Pandas : Find duplicate rows in a Dataframe based on all or selected columns using DataFrame.duplicated() in Python

How to find duplicate rows in a Dataframe based on all or selected columns using DataFrame.duplicate() in Python ?

In this article we will discuss about how we can find duplicate rows in a Dataframe based on all or selected columns using DataFrame.duplicated(). So first let’s know about this duplicated() function then we will see how it actually works.

DataFrame.duplicated()

Python’s Pandas library contains DataFrame class which provides a function i.e. duplicated() that helps in finding duplicate rows based on specific or all columns.

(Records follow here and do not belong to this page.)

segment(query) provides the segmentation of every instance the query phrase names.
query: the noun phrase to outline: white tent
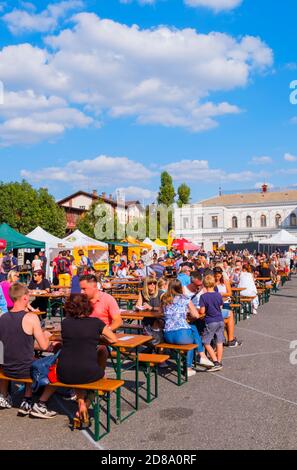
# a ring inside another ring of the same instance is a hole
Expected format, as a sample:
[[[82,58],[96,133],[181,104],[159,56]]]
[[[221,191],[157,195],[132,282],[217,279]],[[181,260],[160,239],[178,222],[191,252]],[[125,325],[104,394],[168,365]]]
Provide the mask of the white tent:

Synatx : DataFrame.duplicated (subset='None', keep='first')

where,

  • subset : It represents single or multiple column labels which will be used for duplication check. If it is not provided then all columns will be checked for finding duplicate rows.
  • keep : It represents the occurrence which needs to be marked as duplicate. Its value can be (first : here all duplicate rows except their first occurrence are returned and it is the default value also, last : here all duplicate rows except their last occurrence are returned and false : here all duplicate rows except occurrence are returned)

Find Duplicate rows based on all columns :

To find all the duplicate rows based on all columns, we should not pass any argument in subset while calling DataFrame.duplicate(). If any duplicate rows found, True will be returned at place of the duplicated rows expect the first occurrence as default value of keep argument is first.

import pandas as sc

# List of Tuples

players = [('MI', 'Surya', 487),

('RR', 'Buttler', 438),

('CSK', 'Jadeja', 456),

('CSK', 'Jadeja', 456),

('KKR', 'Gill', 337),

('SRH', 'Roy', 241),

('DC', 'Rahane', 221),

('CSK', 'Dhoni', 446),

('PK', 'Malan', 298)

]

# To create a DataFrame object

dfObjs = sc.DataFrame(players, columns=['Team', 'Player', 'Runs'])

# To select duplicate rows based on all columns except the first occurrence

dupliRows = dfObjs[dfObjs.duplicated()]

print("Duplicate rows based on all column excluding first occurrence is:")

print(dupliRows)
Output :
Duplicate rows based on all column excluding first occurrence is:
Team  Player  Runs
3  CSK  Jadeja   456


In the above example all duplicate values returned except the first occurrence, because the by default value of keep is first.

Note : If we make keep argument as last then while finding the duplicate rows last occurrence will be ignored.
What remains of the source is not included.